千年もの昔、雨乞いのために生贄とされた娘は龍神に気に入られ、妻・玉姫として龍の宮に迎えられた。異形と化した娘が龍神に望んだものは贄となった自分を捨てた男(拓斗れい)への復讐だった。

玉姫は、男の末裔である清彦を亡き者にするために龍の宮に誘い込んだのだ。

庭で玉姫は刃物を手に清彦に斬りかかるが、笹丸(澄華あまね)が止めようと駆け寄ってくる。玉姫はとうとう清彦を殺せずに、「再びわたくしに会いたければ開けるな」と玉匣(玉手箱)を渡し、清彦を地上に返す。

真っ赤な月を背に玉姫は龍神に「魔が差したのです」と呟く。龍神は男の血族を滅ぼして愛する玉姫の恨みを晴らそうと、千年間、力を貸し続けている。

あと少し。もっと人間を、男を憎むがいい、玉姫よ。


余談。謎解き要素がふんだんにあるのも『龍の宮物語』が人気な理由のひとつだろう。

わらべうた

ノスタルジックなコーラスで歌われる”麦ついて小麦ついて♪”の歌は、どうやら近畿の子守唄・わらべうたのよう。

滋賀県の子守唄で登録されている曲[mora]と龍の宮で歌われる曲調が異なる気がする。編曲されてるのかな?歌詞は[ここ]。

「麦つんで」でコインを回すのは【お座敷遊び】のひとつらしい。

単純で昔懐かしい曲調で耳に残る。

命名

それから龍の宮の住民たちの名前は、黒山椒道(大輝真琴)、岩鏡(紫月音寧)、木蓮(紫りら)、薊(きらり杏)、笹丸(澄華あまね)などの植物や源五郎(夕陽真輝)などの虫の名前、伊吹(紅咲梨乃)など山の名前を由来にしたを由来にしたものが付けられている。

龍神の弟・火遠理(ほおり)(天飛華音)の名前は、日本書紀に登場する神の名前で、火遠理の妻は豊玉姫という。いわれと設定が当てはまるものを選んだっぽい。
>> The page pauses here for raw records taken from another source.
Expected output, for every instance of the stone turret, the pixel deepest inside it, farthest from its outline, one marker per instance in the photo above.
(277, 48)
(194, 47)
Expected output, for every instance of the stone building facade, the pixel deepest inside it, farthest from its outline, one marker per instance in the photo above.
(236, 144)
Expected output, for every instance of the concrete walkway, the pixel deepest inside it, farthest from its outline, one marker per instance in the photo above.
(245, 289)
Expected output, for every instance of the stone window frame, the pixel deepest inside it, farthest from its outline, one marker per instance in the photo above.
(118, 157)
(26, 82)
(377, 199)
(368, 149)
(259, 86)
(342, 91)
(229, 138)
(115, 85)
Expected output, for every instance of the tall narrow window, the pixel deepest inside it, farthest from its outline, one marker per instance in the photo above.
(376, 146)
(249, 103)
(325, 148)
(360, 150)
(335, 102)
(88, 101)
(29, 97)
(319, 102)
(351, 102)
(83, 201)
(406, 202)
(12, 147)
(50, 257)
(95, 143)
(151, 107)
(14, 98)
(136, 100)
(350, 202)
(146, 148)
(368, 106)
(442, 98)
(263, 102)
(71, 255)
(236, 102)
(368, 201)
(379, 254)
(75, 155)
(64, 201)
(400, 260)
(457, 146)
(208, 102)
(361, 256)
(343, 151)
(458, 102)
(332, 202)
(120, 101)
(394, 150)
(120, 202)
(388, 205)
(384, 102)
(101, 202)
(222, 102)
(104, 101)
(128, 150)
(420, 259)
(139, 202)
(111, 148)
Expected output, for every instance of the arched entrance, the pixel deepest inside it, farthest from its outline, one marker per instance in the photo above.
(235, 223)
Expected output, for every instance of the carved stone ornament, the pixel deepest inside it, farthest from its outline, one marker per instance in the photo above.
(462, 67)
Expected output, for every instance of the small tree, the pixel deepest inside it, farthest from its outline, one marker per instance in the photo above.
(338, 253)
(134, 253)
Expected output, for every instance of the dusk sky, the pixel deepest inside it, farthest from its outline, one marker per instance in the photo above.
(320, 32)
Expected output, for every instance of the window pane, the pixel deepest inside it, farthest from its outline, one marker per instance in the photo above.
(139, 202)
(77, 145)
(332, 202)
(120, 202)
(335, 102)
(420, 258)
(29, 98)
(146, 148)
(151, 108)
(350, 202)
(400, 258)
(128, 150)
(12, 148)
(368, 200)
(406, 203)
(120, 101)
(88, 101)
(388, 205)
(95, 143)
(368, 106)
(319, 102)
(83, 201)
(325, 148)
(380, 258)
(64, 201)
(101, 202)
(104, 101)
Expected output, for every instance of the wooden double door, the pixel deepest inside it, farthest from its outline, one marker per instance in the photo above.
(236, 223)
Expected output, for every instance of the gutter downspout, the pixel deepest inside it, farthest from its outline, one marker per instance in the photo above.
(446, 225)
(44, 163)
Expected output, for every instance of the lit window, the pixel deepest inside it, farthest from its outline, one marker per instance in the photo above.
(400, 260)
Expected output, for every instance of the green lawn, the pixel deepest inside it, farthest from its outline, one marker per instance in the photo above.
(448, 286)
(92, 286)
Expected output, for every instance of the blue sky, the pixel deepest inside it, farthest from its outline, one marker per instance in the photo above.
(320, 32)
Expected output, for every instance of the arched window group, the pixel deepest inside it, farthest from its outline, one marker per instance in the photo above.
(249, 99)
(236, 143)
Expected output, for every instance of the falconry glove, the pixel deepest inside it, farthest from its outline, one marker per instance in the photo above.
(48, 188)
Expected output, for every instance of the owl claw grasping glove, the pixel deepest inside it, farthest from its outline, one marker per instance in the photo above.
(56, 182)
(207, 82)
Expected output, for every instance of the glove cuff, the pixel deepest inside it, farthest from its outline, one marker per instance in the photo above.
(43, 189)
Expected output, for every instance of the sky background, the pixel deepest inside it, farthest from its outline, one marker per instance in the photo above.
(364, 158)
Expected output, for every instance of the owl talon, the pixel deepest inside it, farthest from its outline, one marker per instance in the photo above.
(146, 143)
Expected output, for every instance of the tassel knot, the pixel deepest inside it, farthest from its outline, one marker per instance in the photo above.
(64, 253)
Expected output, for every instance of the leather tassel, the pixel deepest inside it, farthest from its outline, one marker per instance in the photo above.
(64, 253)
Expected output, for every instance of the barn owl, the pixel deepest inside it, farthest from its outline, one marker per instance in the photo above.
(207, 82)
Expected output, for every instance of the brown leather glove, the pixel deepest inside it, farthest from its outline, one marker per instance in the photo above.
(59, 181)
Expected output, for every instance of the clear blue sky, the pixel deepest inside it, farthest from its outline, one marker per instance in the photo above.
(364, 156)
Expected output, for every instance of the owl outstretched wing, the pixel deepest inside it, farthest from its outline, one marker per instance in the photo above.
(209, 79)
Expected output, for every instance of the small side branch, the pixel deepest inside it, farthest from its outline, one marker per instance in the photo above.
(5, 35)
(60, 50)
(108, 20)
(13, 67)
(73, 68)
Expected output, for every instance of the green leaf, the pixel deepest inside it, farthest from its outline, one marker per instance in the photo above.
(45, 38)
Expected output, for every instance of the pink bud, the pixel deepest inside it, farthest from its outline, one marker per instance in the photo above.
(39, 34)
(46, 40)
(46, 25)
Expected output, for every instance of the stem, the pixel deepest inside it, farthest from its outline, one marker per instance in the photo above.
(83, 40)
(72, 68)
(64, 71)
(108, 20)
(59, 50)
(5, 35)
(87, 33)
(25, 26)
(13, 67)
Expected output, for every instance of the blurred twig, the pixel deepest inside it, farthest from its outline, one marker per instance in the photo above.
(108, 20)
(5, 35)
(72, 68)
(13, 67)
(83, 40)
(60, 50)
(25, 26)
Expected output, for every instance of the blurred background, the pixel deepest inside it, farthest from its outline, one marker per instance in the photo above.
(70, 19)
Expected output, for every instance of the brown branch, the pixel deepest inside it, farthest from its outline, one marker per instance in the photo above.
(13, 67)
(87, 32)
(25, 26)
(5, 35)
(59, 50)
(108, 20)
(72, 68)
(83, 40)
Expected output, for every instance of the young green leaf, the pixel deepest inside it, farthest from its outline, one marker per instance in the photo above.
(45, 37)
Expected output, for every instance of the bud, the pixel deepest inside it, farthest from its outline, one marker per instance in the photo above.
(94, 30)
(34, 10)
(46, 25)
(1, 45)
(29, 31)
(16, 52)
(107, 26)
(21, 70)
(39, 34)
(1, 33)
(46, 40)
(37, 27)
瑠璃法師(七星美妃)と弥五郎(蒼舞咲歩)の由来がわからなかったけれど、弥五郎(蒼舞咲歩)は源五郎(夕陽真輝)との語呂合わせかな。

笹丸

宴の席で清彦に注ごうとした酒をこぼして何か物言いたげな笹丸(澄華あまね)。清彦を殺そうとする玉姫を止めに入ったり、雨乞いの儀式を気にしたりしている笹丸はひょっとして玉姫と同じく雨乞いで生贄にされた子どもではないのか仮説。物語の中で、笹丸のことは語られず、謎を呼ぶ仕掛けがされているけれど、お衣装が龍の宮の住民の中で一人だけ、玉姫と同じ水の色の水色なのですよ。澄華あまねちゃんが演じる笹丸は玉姫の復讐に心を痛め、雨乞いの生贄の儀式を止めたい、一所懸命で健気なわらべでした。男の子っぽいけれど、もしかして女の子?

山彦

清彦の書生仲間の山彦(天華えま)は、清彦の祖父だと私は思っている。清彦と同じく玉姫に龍の宮に誘い込まれ、地上に逃げ戻ってみたら云十年が過ぎていたので、自分の孫である清彦の見守りをしている仮説。途中まで生きた人間でしたが、2幕では関東大震災で死亡し、清彦の行方を案じて留まっている亡霊。島村家の山荘に来た清彦の前に現れて、千年前に起きた夜叉ヶ池にまつわる雨乞いと生贄の顛末を語る。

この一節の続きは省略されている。